Bravard A, Lefai E, Meugnier E, Pesenti S, Disse E, Vouillarmet J, Peretti N, Rabasa-Lhoret R, Laville M, Vidal H, Rieusset J - Diabetes (2010)

Bottom Line: A strong association between genetic variants and obesity was found for the fat mass and obesity-associated gene (FTO).Interestingly, rosiglitazone treatment improved insulin sensitivity and reduced FTO expression in muscle from type 2 diabetic patients.In myotubes, adenoviral FTO overexpression increased basal protein kinase B phosphorylation, enhanced lipogenesis and oxidative stress, and reduced mitochondrial oxidative function, a cluster of metabolic defects associated with type 2 diabetes.

View Article: PubMed Central - PubMed

Affiliation: INSERM, IFR, Oullins, France.

ABSTRACT

Objective: A strong association between genetic variants and obesity was found for the fat mass and obesity-associated gene (FTO). However, few details are known concerning the expression and function of FTO in skeletal muscle of patients with metabolic diseases.

Research design and methods: We investigated basal FTO expression in skeletal muscle from obese nondiabetic subjects and type 1 and type 2 diabetic patients, compared with age-matched control subjects, and its regulation in vivo by insulin, glucose, or rosiglitazone.
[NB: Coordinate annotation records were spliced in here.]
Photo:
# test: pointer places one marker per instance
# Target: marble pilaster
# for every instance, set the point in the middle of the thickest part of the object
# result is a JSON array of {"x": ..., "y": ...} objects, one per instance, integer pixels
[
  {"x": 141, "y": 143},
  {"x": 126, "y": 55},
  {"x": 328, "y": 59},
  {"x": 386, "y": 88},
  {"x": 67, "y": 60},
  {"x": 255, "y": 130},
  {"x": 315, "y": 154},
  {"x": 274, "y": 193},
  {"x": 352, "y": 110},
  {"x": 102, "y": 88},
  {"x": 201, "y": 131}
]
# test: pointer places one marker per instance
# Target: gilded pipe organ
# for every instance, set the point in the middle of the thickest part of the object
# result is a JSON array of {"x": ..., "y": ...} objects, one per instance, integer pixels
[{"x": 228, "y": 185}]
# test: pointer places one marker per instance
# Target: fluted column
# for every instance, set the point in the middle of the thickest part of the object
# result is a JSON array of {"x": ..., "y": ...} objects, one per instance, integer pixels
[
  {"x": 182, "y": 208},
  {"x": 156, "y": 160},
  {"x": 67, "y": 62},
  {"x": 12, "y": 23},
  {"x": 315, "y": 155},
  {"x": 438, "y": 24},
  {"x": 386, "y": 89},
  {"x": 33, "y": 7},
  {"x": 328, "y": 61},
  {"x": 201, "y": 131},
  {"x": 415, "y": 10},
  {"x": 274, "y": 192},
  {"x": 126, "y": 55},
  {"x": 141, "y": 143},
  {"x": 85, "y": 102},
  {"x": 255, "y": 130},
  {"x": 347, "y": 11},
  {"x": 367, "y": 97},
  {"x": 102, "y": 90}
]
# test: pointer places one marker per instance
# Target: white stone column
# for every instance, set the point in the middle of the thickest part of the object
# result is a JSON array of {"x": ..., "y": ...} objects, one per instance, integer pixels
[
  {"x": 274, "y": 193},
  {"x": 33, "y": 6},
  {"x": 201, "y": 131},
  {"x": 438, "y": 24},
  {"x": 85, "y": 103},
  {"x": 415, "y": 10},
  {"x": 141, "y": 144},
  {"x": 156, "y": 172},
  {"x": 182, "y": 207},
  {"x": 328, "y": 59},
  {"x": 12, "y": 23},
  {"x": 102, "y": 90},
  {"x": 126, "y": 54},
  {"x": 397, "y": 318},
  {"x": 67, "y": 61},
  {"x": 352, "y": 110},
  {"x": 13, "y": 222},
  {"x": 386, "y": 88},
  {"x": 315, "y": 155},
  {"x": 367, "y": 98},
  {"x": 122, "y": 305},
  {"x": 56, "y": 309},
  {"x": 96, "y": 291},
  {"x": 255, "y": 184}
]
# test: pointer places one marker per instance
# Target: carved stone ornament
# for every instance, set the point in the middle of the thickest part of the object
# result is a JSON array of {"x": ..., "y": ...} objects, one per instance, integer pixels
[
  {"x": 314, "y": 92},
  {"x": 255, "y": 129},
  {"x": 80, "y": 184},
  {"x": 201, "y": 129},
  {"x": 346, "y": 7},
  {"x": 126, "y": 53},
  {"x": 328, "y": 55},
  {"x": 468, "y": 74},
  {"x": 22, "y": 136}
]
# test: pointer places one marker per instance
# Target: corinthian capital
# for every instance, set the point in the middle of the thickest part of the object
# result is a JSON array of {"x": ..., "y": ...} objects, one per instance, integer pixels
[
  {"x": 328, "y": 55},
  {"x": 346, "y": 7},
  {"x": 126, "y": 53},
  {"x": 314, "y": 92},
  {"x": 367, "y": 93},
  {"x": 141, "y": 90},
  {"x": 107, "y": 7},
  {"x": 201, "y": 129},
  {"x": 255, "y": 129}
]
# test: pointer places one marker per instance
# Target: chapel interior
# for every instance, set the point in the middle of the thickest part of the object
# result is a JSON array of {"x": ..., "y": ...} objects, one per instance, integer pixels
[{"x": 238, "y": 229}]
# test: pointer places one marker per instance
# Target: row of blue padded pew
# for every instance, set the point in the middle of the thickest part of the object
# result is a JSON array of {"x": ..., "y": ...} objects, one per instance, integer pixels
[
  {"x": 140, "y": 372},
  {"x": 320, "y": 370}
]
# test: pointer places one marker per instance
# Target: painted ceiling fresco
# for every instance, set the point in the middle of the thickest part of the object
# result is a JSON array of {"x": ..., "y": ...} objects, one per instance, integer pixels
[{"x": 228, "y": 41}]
The function of FTO was further studied in myotubes by overexpression experiments.

Results: We found a significant increase of FTO mRNA and protein levels in muscle from type 2 diabetic patients, whereas its expression was unchanged in obese or type 1 diabetic patients. Moreover, insulin or glucose infusion during specific clamps did not regulate FTO expression in skeletal muscle from control or type 2 diabetic patients. Interestingly, rosiglitazone treatment improved insulin sensitivity and reduced FTO expression in muscle from type 2 diabetic patients. In myotubes, adenoviral FTO overexpression increased basal protein kinase B phosphorylation, enhanced lipogenesis and oxidative stress, and reduced mitochondrial oxidative function, a cluster of metabolic defects associated with type 2 diabetes.
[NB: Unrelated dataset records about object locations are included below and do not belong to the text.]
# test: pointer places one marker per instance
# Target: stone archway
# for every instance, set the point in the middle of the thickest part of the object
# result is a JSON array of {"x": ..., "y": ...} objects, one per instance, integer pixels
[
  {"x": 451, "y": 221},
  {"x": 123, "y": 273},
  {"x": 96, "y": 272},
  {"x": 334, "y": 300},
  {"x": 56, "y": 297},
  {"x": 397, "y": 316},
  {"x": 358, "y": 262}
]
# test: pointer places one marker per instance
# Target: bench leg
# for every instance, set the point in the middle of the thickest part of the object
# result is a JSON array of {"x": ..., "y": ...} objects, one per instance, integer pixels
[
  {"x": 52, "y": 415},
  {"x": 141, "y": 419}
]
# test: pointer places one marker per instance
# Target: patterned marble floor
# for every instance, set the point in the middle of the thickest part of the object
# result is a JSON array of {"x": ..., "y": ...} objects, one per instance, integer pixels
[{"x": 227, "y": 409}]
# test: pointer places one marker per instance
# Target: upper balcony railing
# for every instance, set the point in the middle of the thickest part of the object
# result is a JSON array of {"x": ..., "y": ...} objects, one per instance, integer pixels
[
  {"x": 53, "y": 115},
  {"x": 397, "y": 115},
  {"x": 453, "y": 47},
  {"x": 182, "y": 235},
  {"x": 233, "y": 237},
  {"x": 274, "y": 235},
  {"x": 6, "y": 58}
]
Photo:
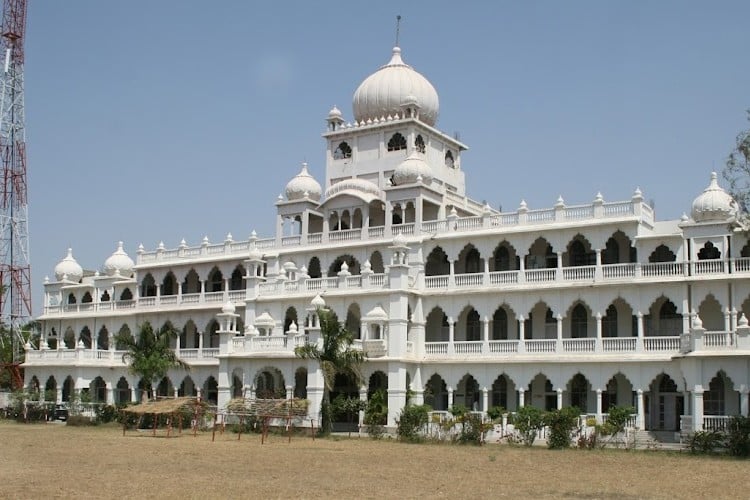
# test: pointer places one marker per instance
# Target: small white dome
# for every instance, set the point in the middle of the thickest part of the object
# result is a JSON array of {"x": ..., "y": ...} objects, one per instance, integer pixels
[
  {"x": 318, "y": 302},
  {"x": 714, "y": 204},
  {"x": 69, "y": 269},
  {"x": 377, "y": 314},
  {"x": 411, "y": 169},
  {"x": 302, "y": 185},
  {"x": 119, "y": 261},
  {"x": 357, "y": 186},
  {"x": 265, "y": 320},
  {"x": 391, "y": 88},
  {"x": 334, "y": 113}
]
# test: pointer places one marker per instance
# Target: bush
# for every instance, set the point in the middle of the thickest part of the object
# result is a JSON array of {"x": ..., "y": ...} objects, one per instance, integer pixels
[
  {"x": 79, "y": 421},
  {"x": 528, "y": 420},
  {"x": 706, "y": 442},
  {"x": 561, "y": 424},
  {"x": 411, "y": 421}
]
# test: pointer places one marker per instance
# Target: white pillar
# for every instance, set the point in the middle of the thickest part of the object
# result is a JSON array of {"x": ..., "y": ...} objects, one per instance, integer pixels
[
  {"x": 641, "y": 418},
  {"x": 697, "y": 394}
]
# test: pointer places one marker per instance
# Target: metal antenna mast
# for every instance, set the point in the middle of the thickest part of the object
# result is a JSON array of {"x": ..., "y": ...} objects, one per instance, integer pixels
[{"x": 15, "y": 270}]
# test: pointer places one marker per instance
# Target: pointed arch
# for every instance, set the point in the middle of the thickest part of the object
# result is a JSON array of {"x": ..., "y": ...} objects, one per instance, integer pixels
[
  {"x": 541, "y": 255},
  {"x": 437, "y": 263},
  {"x": 436, "y": 326},
  {"x": 169, "y": 285},
  {"x": 504, "y": 258}
]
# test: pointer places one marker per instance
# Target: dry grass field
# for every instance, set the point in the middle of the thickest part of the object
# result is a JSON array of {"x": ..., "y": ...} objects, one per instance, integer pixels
[{"x": 56, "y": 461}]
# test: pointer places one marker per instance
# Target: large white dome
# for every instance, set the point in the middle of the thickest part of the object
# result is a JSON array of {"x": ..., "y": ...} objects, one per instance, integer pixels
[
  {"x": 386, "y": 91},
  {"x": 303, "y": 184},
  {"x": 119, "y": 261},
  {"x": 714, "y": 204},
  {"x": 69, "y": 269},
  {"x": 411, "y": 169}
]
Conclusions: This study demonstrates increased FTO expression in skeletal muscle from type 2 diabetic patients, which can be normalized by thiazolidinedione treatment. Furthermore, in vitro data support a potential implication of FTO in oxidative metabolism, lipogenesis and oxidative stress in muscle, suggesting that it could be involved in the muscle defects that characterize type 2 diabetes.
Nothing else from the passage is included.